Entonces Wilfried W. se encontraba con las mujeres y las seducía, para luego golpearlas, amarrarlas y secuestrarlas en la casa perdida, la “casa del terror”, como ahora se le conoce en Alemania. Susanne F, de 41 años y procedente de un pueblo de Baja Sajonia, fue la última.

El auto en el que viajaban los tres se les quedó en pana, por lo que tuvieron que llamar a un taxi. Pero el estado de Susanne era tan crítico que tuvieron que llamar a una ambulancia. El 22 de abril pasado, Susanne murió en el hospital, según la autopsia, como consecuencia de un fuerte golpe en la cabeza. Una semana después, la pareja fue detenida por la policía, destapándose así esta historia de terror.

La caída
Gracias a la confesión de la ex esposa y coautora, según la fiscalía, las autoridades comenzaron a reconstruir los crímenes y el “modus operandi” de los criminales. Los anuncios de prensa no se hacían solo en diarios alemanes, sino que también checos.
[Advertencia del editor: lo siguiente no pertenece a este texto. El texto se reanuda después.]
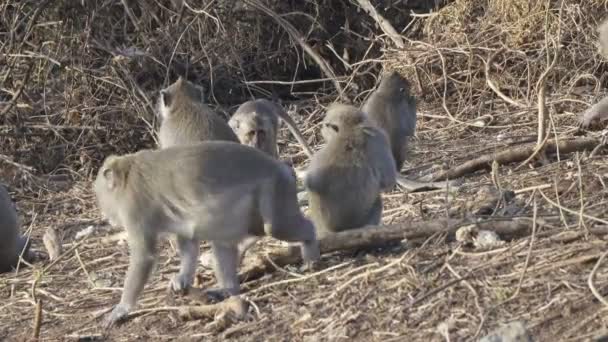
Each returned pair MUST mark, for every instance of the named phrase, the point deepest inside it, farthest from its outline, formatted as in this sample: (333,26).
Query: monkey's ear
(166,96)
(234,124)
(110,177)
(200,92)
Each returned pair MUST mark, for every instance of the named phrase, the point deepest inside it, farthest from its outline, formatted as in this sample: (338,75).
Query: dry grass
(96,102)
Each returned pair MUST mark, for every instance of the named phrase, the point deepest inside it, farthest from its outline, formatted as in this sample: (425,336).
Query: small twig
(37,320)
(493,86)
(19,91)
(513,155)
(590,280)
(384,24)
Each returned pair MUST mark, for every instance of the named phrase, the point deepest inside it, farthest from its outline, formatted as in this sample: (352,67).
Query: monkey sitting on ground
(602,31)
(392,108)
(12,244)
(186,119)
(345,178)
(256,123)
(221,192)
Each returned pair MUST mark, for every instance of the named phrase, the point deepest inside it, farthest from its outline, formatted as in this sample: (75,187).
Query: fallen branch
(233,305)
(384,24)
(419,186)
(295,35)
(514,155)
(507,228)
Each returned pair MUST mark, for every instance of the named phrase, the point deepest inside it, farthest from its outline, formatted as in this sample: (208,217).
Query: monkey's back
(353,190)
(194,123)
(397,117)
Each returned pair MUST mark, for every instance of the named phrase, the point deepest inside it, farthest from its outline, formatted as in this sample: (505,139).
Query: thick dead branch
(384,24)
(514,155)
(379,235)
(295,35)
(418,186)
(232,305)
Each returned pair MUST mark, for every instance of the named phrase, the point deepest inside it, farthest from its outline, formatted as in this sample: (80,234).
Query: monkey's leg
(188,251)
(206,259)
(375,213)
(225,263)
(284,221)
(244,245)
(142,245)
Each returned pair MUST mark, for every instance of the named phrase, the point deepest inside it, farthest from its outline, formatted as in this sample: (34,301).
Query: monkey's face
(176,93)
(329,130)
(394,84)
(251,131)
(340,118)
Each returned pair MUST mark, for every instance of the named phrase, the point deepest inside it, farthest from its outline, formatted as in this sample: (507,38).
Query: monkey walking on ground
(345,178)
(186,119)
(256,123)
(222,192)
(12,243)
(392,108)
(598,111)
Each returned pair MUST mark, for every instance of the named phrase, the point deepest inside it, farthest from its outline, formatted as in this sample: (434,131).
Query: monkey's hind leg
(142,245)
(188,251)
(225,263)
(375,213)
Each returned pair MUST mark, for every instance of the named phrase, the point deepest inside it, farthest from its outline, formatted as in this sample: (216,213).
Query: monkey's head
(341,118)
(393,84)
(181,92)
(252,130)
(109,185)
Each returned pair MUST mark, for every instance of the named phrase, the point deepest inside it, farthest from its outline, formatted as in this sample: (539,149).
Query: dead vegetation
(79,80)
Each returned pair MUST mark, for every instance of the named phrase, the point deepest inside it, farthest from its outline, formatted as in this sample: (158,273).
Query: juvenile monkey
(222,192)
(186,119)
(256,124)
(11,241)
(345,178)
(392,108)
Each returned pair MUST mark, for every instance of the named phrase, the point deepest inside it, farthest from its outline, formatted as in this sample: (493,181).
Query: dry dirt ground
(440,290)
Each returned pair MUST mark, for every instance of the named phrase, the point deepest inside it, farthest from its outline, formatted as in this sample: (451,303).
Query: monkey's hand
(118,314)
(181,283)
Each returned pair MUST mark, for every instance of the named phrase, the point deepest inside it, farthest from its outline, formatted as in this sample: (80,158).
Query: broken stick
(514,155)
(507,228)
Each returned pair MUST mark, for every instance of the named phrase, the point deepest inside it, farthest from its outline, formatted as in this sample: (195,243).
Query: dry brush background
(79,80)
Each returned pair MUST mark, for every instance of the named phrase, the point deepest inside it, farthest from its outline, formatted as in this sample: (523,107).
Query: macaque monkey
(186,119)
(602,31)
(393,109)
(256,123)
(345,178)
(12,243)
(221,192)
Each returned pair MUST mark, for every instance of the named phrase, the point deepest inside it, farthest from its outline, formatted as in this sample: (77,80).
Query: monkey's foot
(181,283)
(206,259)
(118,314)
(218,294)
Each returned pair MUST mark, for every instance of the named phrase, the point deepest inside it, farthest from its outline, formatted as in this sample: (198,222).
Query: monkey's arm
(384,163)
(142,245)
(316,179)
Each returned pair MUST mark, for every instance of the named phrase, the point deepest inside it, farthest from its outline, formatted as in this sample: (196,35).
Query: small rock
(512,332)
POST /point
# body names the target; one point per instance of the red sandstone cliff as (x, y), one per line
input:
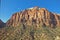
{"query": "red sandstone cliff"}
(37, 16)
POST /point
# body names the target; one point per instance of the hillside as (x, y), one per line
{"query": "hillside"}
(32, 24)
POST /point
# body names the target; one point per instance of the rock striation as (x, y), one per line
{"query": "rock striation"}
(35, 15)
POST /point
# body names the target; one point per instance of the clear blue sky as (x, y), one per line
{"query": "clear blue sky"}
(8, 7)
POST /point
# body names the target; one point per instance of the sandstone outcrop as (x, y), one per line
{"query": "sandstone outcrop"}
(35, 15)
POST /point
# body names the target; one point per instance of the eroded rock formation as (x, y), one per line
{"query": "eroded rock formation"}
(37, 16)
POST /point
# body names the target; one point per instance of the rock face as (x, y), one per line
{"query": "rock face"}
(37, 16)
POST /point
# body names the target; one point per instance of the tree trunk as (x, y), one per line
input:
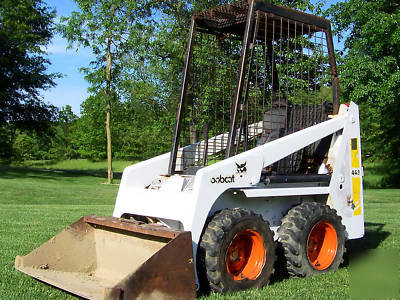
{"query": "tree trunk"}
(108, 113)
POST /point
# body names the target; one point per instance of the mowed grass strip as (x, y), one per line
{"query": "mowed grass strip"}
(35, 205)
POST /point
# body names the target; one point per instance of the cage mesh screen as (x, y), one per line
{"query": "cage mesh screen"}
(287, 87)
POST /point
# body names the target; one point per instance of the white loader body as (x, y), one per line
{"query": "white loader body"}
(185, 201)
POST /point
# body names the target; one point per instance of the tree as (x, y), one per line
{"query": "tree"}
(26, 27)
(110, 29)
(370, 73)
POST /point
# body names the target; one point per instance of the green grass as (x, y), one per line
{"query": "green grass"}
(36, 204)
(76, 164)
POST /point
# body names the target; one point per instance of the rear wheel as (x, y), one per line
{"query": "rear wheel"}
(237, 251)
(312, 237)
La sospechosa también admitió haber sido maltratada por su pareja, quien ya había cumplido una condena de dos años y medio por esto. “Su palabra era ley”, dijo la mujer, confesando que ella también era una esclava.

“No podemos descartar que allí hayan muerto otras mujeres”, dijo a la prensa Ralf Östermann, responsable de la investigación del asesinato de una estudiante de 21 años producido en 2006 en la misma localidad, cuyo cuerpo fue encontrado en los alrededores de la casa blanca de tres pisos, que recortada en el cielo crepuscular del noroeste de Alemania, se ve de lo más normal.